Nel documento “Research on the impacts of connected and autonomous vehicles (Cav) on traffic flow”, aggiornato dal Ministero nei giorni scorsi con nuovi dati, si precisa che essendo le auto a guida automatica interconnesse con le altre e i sensori wireless in strada, sicuramente si potrebbe registrare un rallentamento generale del traffico.
I veicoli connessi in rete e guidati da software rispettano alcuni standard di guida sicura stabiliti dai programmatori, che certamente non sono gli stessi degli automobilisti tradizionali. Questa discrepanza nella condotta di guida potrebbe generare un’iniziale e forse lunga fase di stabilizzazione del flusso del traffico urbano ed extra urbano, con ricadute negative sui cittadini, che passeranno più tempo in macchina rispetto a quanto già non accada.
Gli stessi ricercatori, però, assicurano che con l’aumentare del numero di veicoli a guida automatica si avranno i primi benefici: quando la loro presenza in strada supererà la soglia del 50% e poi del 75% finalmente passeremo meno tempo nel traffico, l’11% in meno sulla rete autostradale e il 34% in meno in quella urbana.

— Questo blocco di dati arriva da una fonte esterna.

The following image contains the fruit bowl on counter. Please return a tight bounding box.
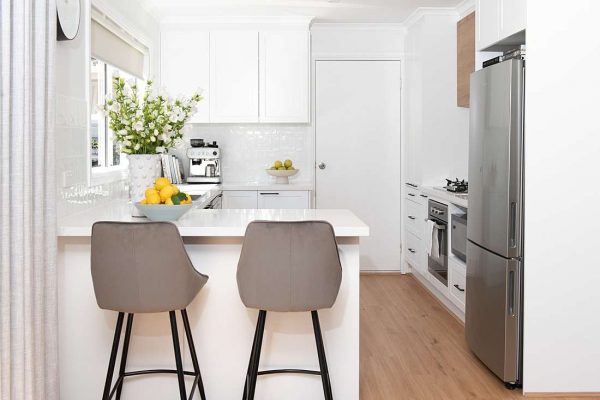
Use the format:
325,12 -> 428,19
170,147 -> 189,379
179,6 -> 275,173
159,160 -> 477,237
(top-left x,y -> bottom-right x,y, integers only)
266,160 -> 299,184
135,178 -> 194,221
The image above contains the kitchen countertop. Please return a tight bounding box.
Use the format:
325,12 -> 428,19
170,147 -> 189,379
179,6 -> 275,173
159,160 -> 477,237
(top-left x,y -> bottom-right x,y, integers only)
58,200 -> 369,237
419,186 -> 469,208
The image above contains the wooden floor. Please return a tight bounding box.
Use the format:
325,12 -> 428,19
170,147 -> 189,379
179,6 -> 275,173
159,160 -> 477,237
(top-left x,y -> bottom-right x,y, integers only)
360,275 -> 580,400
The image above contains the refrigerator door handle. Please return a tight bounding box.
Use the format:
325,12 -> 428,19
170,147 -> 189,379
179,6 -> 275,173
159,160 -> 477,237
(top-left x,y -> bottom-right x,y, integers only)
509,201 -> 517,247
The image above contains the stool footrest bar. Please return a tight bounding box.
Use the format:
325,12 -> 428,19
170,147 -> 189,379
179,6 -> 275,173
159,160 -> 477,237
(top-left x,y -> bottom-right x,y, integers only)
257,368 -> 321,375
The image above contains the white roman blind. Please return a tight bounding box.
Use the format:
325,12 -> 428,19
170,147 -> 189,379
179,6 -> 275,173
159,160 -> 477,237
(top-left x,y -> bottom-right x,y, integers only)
91,19 -> 144,79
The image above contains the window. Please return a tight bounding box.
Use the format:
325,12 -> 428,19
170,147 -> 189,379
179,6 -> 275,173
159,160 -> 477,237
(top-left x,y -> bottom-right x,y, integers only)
89,15 -> 148,175
90,58 -> 143,168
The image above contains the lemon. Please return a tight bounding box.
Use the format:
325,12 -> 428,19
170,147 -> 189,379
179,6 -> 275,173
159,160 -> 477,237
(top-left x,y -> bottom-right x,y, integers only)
146,193 -> 160,204
160,185 -> 175,203
154,177 -> 171,192
144,188 -> 158,198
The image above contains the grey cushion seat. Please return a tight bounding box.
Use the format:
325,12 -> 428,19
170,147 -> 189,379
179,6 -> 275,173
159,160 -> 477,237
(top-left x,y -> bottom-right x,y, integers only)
237,221 -> 342,312
91,222 -> 208,313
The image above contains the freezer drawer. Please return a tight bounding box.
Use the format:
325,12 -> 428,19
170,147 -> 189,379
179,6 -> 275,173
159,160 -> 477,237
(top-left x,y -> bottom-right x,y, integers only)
465,241 -> 522,383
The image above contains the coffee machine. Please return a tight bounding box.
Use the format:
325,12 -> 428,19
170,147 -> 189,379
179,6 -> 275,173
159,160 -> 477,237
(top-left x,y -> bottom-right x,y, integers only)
187,139 -> 221,183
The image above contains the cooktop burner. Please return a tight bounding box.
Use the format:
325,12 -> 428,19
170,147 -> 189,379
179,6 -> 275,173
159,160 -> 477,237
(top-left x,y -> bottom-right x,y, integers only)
444,178 -> 469,193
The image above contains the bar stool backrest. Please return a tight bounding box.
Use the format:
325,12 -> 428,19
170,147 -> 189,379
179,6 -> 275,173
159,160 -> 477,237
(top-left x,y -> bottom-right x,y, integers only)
237,221 -> 342,312
91,222 -> 208,313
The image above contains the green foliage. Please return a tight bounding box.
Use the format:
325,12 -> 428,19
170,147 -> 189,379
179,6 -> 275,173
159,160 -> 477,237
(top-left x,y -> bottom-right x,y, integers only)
102,75 -> 202,154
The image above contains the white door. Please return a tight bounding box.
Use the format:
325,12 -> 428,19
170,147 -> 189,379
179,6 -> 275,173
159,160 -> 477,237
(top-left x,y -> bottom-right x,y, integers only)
258,190 -> 310,209
210,31 -> 258,122
160,31 -> 210,122
260,31 -> 310,123
315,61 -> 401,270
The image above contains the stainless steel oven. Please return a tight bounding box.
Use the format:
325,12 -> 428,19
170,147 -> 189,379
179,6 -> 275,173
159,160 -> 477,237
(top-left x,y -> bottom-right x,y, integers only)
427,200 -> 448,286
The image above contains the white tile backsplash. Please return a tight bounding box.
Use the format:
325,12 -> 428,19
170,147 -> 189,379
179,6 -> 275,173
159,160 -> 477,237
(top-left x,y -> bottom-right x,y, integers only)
179,124 -> 314,183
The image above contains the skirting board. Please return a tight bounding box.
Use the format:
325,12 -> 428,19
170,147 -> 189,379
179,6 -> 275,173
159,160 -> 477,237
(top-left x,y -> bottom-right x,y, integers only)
523,392 -> 600,399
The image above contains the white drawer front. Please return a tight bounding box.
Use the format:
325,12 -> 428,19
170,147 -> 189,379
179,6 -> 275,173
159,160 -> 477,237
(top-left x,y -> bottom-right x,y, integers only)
405,200 -> 424,239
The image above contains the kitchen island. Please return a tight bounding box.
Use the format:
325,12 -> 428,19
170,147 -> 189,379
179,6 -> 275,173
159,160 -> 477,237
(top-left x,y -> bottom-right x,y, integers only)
58,202 -> 369,400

Lo studio si basa su una modellazione virtuale della rete stradale britannica e dei nodi cruciali. Già con il 25% di auto a guida automatica in circolazione in città si risparmierebbe il 12,5% del tempo negli spostamenti quotidiani.

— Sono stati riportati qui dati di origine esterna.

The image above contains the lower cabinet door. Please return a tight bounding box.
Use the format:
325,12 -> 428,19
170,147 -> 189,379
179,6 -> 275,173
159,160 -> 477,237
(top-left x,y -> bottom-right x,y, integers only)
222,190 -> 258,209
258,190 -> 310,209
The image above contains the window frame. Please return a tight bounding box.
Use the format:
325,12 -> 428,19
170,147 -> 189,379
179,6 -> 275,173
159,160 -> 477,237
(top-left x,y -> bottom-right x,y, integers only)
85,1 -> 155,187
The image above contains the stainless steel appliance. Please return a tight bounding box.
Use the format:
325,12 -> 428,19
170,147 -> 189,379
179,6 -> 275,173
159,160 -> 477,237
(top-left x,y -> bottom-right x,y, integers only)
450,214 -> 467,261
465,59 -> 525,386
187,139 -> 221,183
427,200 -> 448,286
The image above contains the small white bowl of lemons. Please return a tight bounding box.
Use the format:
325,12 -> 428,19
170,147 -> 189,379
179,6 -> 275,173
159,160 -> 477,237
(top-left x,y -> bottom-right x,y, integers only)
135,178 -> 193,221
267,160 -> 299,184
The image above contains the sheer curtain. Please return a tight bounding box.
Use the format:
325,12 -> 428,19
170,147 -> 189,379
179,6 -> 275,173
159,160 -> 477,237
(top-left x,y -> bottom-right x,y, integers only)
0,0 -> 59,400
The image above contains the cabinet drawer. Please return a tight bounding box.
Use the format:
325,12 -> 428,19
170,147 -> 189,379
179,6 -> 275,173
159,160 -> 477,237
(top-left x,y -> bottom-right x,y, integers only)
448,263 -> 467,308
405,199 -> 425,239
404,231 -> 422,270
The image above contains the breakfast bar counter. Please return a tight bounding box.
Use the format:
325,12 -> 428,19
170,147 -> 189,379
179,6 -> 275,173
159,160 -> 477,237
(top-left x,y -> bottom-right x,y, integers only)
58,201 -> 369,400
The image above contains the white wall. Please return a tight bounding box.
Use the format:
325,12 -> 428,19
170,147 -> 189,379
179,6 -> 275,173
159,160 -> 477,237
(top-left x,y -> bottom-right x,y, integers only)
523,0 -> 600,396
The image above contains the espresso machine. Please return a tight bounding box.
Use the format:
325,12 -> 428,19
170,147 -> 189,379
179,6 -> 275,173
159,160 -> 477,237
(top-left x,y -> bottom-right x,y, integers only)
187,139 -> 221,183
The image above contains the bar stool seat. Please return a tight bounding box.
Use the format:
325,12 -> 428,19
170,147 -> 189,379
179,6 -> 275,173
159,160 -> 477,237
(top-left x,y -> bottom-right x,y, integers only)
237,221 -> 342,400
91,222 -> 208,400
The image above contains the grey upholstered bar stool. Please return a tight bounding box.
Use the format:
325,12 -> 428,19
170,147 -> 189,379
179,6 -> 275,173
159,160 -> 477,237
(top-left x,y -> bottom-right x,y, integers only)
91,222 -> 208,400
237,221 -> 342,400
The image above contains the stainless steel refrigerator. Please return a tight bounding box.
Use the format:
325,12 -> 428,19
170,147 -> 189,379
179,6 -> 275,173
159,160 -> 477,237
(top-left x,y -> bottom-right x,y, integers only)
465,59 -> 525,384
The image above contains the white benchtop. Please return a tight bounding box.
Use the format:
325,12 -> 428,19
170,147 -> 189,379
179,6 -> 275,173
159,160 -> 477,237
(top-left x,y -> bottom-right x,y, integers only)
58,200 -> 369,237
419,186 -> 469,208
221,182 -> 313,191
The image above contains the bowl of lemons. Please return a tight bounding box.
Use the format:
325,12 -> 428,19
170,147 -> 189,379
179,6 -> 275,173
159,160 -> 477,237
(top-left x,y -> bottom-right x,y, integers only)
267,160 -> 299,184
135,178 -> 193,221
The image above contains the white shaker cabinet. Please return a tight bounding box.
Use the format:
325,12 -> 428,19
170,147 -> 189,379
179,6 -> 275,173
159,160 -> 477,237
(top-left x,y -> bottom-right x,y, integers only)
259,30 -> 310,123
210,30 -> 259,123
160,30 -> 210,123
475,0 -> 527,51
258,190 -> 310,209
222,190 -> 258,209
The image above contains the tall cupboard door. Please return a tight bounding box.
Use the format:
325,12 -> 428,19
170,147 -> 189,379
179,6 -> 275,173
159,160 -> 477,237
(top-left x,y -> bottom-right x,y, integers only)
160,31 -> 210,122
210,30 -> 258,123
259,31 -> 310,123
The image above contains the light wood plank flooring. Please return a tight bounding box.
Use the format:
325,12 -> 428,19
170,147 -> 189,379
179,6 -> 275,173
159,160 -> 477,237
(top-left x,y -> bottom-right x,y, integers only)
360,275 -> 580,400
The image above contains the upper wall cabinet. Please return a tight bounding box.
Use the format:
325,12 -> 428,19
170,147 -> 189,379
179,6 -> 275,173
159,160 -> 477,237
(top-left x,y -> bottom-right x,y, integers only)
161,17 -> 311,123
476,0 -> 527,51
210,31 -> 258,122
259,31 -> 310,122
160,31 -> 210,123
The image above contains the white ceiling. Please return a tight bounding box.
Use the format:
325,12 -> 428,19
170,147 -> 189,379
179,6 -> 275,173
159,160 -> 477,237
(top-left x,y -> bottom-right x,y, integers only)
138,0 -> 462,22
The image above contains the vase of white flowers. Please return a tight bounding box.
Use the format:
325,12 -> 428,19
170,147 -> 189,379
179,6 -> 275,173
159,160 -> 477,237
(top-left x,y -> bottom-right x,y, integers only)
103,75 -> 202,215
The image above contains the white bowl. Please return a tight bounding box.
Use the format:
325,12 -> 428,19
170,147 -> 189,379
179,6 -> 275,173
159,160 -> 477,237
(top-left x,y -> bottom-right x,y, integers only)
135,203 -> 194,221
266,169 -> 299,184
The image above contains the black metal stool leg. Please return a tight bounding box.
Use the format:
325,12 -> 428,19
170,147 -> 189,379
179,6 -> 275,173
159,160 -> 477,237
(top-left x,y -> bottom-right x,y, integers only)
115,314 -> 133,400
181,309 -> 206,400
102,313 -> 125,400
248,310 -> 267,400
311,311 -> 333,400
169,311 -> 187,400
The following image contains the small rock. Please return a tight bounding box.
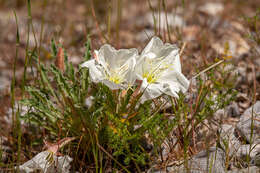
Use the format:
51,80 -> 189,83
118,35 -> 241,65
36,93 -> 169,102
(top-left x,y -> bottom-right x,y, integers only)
199,2 -> 224,16
219,124 -> 240,156
168,147 -> 225,173
16,151 -> 72,173
235,144 -> 260,160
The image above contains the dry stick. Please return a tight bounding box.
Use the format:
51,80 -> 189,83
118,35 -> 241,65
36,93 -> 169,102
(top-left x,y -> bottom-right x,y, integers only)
97,142 -> 130,173
191,59 -> 225,80
91,0 -> 108,43
180,42 -> 187,56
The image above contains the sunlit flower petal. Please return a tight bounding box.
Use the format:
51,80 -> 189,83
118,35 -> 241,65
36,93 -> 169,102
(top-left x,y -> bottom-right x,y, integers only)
135,37 -> 189,103
81,44 -> 138,90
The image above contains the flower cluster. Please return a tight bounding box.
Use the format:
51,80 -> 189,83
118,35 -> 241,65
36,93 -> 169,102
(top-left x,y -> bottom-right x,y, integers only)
81,37 -> 189,103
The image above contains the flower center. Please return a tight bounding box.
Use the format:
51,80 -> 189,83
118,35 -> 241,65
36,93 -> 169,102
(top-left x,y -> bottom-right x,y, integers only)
142,57 -> 171,83
105,63 -> 129,84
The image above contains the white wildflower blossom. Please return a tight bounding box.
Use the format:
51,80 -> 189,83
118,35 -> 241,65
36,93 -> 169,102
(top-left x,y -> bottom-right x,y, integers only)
81,44 -> 138,90
135,37 -> 189,103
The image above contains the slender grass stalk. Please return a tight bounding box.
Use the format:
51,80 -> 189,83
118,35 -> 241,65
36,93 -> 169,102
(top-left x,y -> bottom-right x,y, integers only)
116,0 -> 122,47
11,11 -> 22,172
38,0 -> 47,64
148,0 -> 157,35
246,64 -> 256,168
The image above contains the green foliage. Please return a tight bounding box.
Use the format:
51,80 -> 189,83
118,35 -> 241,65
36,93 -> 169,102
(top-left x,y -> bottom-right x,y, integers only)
21,36 -> 237,172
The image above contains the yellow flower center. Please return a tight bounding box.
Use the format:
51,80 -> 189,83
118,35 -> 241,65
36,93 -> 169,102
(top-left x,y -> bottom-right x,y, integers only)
142,57 -> 171,83
105,63 -> 129,84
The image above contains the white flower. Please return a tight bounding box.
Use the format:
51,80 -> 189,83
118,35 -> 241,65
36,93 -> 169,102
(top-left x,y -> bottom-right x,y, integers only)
81,44 -> 138,90
135,37 -> 189,103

Su questo argomento comunque il giudizio degli automobilisti rimane sospeso, in Europa come in Italia. Sicurezza e affidabilità sono le caratteristiche su cui i dubbi permangono. Secondo il nuovo Rapporto annuale di ConsumerLab di Ericsson, il 33% degli italiani afferma che auto del genere sono ancora troppo pericolose e che in termini di sicurezza informatica mettono troppo a rischio la privacy e soprattutto l’incolumità del conducente, dei passeggeri e degli altri automobilisti.

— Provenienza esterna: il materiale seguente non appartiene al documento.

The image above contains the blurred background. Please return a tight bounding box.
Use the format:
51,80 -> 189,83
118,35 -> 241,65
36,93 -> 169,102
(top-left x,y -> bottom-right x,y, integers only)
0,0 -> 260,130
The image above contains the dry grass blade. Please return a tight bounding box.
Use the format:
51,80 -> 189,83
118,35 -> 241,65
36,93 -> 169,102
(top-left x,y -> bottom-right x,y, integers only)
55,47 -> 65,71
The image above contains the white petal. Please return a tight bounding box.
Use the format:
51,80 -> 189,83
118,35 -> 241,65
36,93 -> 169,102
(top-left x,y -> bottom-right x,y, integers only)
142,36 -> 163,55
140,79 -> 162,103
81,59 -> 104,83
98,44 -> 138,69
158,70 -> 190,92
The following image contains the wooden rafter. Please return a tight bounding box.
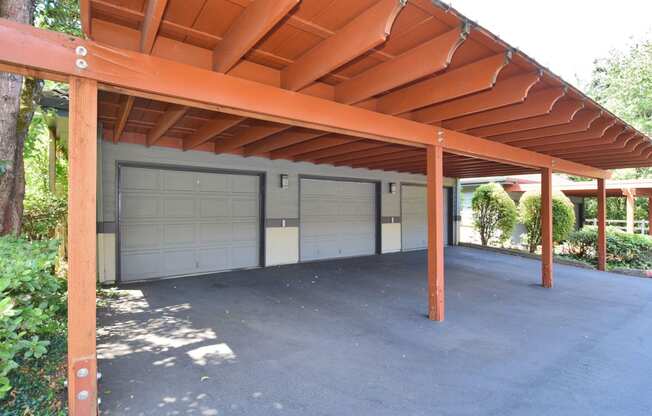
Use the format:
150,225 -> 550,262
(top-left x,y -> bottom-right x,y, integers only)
147,104 -> 188,146
411,72 -> 541,123
183,114 -> 244,150
270,135 -> 358,159
490,109 -> 602,143
442,87 -> 566,131
244,129 -> 326,156
215,122 -> 292,153
140,0 -> 168,53
113,95 -> 135,143
213,0 -> 299,72
335,25 -> 470,104
376,52 -> 511,115
469,100 -> 584,137
281,0 -> 405,91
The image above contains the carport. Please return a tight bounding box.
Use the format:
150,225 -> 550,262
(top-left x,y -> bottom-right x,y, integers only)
0,0 -> 652,415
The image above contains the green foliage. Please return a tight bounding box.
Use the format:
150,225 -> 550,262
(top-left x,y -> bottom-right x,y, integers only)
34,0 -> 82,37
588,40 -> 652,134
471,183 -> 517,246
0,237 -> 65,399
22,193 -> 68,240
518,192 -> 575,253
584,197 -> 648,224
567,226 -> 652,270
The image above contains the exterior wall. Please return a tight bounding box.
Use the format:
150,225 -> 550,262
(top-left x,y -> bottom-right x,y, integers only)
97,141 -> 456,282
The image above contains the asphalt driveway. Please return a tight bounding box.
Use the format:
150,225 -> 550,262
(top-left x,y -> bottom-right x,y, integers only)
98,247 -> 652,416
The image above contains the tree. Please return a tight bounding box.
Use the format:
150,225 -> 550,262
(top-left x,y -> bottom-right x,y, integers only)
0,0 -> 80,235
518,192 -> 575,253
471,183 -> 516,246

Solo il 18% degli intervistati tra i nostri connazionali sarebbe felice di guidare un’auto automatica e full connected.
Rimane però da risolvere un altro problema e cioè la realizzazione delle infrastrutture necessarie alla diffusione delle reti 5G. Tali standard di comunicazione, infatti, dovranno supportare lo sviluppo del mondo di Internet delle Cose (IoT), incluse le comunicazioni di tipo M2M (Machine-to-machine) e i nuovi servizi che si stanno sviluppando in diversi e importanti settori, tra cui quello automobilistico, dei trasporti, della manifattura e dell’industria (con l’industry 4.0), dell’energia, della sanità, dell’agricoltura e del media & entertainment.
A riguardo, lo scorso novembre, l’Autorità per le Garanzie nelle Comunicazioni (Agcom) ha deciso di avviare un’indagine conoscitiva sullo sviluppo dei sistemi mobili di quinta generazione (5G) e sull’utilizzo di nuove porzioni di spettro al di sopra dei 6 GHz.
Proprio le frequenze sembra avranno un peso enorme nella diffusione delle nuove reti, specialmente nel confronto tra le parti interessate: l’Europa ha scelto i 700Mhz, esattamente le frequenze occupate dalle televisioni. Un grosso grattacapo per noi, che in quella fascia abbiamo un affollamento di emittenti.
A questo punto non rimane che capire in che modo realizzare le infrastrutture e sviluppare i primi servizi 5G nel tempo più breve. In mancanza di un piano nazionale e di una cabina di regia, il nostro Paese sembra orientato a chiudere la partita nel 2022. E se ci riusciremo saremo comunque in ritardo di due anni rispetto agli altri grandi Paesi europei.